To say that the AIGAC conference exceeded my expectations is an understatement. I literally have used something I learned from the conference just about EVERY DAY since in my work with my clients and colleagues at Stratus Admissions Counseling. One of the biggest benefits is just having such a deeper understanding of the “culture” and “fit” at each program we visited. They were all amazing programs, but it was clear to me that each has a distinct “personality.” As consultants, we help our clients by sharing these insights and encouraging them to go beyond the surface in discovering these nuances for themselves. When we were at Haas and listening to students share their personal experiences in the Story Salon sessions, I could feel the closeness that students share with each other. Near the end of the session, I was about ready to spontaneously stand up and reveal all kinds of secrets because of the rawness and realness of the experiences the students shared with us. When we visited GSB, I felt more introspective as I reflected on what mattered most to me and how I could use my gifts to make the world a better place. Just being on campus and speaking with their admissions team made me want to be a better person. When we visited Wharton, I marveled at how thoroughly Frank DeVicchis and his team think through the admissions process. They control for interviewer bias and they have innovated in the recommendations process by creating new questions that ask interviewers to select positive traits in describing how a candidate will excel both in the classroom and the job search. In my reflection of this visit, I was fully impressed with Wharton and thought that THIS is a great place for people who like to analyze and then even analyze HOW they analyze! My impressions of UCLA were also extremely positive.
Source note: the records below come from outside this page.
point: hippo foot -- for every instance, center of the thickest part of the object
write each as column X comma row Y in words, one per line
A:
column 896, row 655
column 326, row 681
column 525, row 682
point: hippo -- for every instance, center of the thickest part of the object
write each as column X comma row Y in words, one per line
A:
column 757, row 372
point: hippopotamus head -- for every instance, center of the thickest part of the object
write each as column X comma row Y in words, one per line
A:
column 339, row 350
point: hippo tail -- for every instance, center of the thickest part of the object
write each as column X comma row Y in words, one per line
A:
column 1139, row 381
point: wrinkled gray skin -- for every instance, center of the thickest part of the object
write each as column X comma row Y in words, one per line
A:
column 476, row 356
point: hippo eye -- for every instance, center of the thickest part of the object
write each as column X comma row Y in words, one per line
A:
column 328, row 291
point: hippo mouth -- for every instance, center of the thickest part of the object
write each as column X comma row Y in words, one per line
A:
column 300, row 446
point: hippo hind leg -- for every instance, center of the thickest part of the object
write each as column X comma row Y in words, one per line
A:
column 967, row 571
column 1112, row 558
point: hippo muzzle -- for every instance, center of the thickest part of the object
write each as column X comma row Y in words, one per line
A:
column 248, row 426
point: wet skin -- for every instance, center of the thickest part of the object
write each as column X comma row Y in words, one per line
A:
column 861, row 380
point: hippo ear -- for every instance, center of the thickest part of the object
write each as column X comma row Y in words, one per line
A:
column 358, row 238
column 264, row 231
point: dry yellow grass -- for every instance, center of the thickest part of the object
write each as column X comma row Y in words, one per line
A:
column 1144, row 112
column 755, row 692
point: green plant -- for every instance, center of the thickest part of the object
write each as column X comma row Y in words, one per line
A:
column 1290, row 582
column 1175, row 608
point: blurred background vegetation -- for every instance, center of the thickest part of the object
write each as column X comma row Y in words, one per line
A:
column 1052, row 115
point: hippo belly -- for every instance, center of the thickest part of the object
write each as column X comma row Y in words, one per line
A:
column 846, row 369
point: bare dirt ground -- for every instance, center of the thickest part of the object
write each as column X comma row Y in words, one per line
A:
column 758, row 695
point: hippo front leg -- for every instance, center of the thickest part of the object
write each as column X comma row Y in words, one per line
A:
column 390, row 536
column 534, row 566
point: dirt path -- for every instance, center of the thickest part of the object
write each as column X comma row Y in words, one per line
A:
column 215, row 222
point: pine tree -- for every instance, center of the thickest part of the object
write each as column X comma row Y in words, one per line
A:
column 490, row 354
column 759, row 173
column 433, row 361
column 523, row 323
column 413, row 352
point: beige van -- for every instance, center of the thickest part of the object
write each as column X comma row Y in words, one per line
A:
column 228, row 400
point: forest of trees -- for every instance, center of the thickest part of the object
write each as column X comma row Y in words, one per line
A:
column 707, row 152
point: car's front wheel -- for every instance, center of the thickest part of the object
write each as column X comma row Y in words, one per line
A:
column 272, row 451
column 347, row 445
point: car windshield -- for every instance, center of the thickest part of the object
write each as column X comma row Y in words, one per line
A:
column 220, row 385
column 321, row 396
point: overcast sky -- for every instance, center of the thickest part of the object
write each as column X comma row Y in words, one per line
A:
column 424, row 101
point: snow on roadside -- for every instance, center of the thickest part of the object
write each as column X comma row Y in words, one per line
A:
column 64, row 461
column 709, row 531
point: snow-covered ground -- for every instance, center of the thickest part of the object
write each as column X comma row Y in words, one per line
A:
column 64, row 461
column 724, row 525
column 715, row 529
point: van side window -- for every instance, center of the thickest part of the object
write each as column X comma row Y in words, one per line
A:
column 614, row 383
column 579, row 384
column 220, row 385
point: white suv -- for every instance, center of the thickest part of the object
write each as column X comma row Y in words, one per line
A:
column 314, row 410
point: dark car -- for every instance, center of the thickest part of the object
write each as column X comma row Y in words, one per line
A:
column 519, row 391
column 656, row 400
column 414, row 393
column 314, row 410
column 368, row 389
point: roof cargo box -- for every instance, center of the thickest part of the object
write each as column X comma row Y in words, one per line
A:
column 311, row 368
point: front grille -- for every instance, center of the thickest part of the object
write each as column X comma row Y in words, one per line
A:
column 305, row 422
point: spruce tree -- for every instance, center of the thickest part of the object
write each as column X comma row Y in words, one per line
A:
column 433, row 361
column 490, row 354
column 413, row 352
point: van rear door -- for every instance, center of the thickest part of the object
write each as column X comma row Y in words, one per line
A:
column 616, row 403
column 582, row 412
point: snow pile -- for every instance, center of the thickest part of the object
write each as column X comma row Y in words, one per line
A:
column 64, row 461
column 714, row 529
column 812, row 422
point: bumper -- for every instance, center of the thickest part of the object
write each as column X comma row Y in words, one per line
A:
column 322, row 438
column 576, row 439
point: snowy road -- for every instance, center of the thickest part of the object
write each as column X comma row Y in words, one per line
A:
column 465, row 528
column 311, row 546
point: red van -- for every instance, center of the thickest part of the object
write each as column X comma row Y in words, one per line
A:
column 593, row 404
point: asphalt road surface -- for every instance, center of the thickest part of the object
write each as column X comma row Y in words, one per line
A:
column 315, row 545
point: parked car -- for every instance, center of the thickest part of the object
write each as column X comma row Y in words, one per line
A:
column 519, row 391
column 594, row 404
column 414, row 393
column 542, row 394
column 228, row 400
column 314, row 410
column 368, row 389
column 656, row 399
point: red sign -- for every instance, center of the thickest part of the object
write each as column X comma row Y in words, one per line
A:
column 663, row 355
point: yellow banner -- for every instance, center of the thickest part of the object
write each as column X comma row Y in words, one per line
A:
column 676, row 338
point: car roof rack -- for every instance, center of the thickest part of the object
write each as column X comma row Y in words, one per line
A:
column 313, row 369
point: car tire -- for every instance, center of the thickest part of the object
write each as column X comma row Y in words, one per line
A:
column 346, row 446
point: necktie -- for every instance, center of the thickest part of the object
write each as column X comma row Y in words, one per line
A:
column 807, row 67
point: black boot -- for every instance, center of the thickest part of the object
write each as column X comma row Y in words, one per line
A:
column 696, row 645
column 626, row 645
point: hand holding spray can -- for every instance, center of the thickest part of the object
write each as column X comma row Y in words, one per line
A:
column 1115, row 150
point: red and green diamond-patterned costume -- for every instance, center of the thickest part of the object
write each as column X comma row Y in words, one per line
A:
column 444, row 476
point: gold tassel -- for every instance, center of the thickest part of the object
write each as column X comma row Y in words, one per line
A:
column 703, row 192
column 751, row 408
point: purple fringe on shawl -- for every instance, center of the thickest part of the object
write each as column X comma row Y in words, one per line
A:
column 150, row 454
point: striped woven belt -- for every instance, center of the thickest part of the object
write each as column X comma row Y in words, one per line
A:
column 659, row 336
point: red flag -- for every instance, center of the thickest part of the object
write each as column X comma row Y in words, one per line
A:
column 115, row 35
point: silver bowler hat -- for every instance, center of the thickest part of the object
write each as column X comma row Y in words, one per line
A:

Anderson gives off the vibe of a school for people who like to get things done; there were so many opportunities for experiential learning and being a part of LA’s vibrant entrepreneurial scene. It also seemed like a place where people had a great time as the culture of sunny Los Angeles permeates the campus environment.
The other thing I really appreciated about the AIGAC conference is that after spending a week together with people who do what I do, I made some excellent professional and personal connections. I have already richly broadened my network of people to call when I have a hot topic to discuss and these new relationships have already borne much fruit. There is no hiding in the back of the class here; I had a meaningful conversation with just about all the consultants who attended AIGAC. There are also great opportunities to get involved and I have now joined the membership committee. If you are now reading this and wondering if there is value in joining AIGAC and attending the conference, I can say with a resounding YES that I am a better admissions consultant and my clients are getting better advice because of the things I learned and the people I met while attending the AIGAC Conference this past June. I am already looking forward to next year’s conference hosted by my alma mater, Kellogg!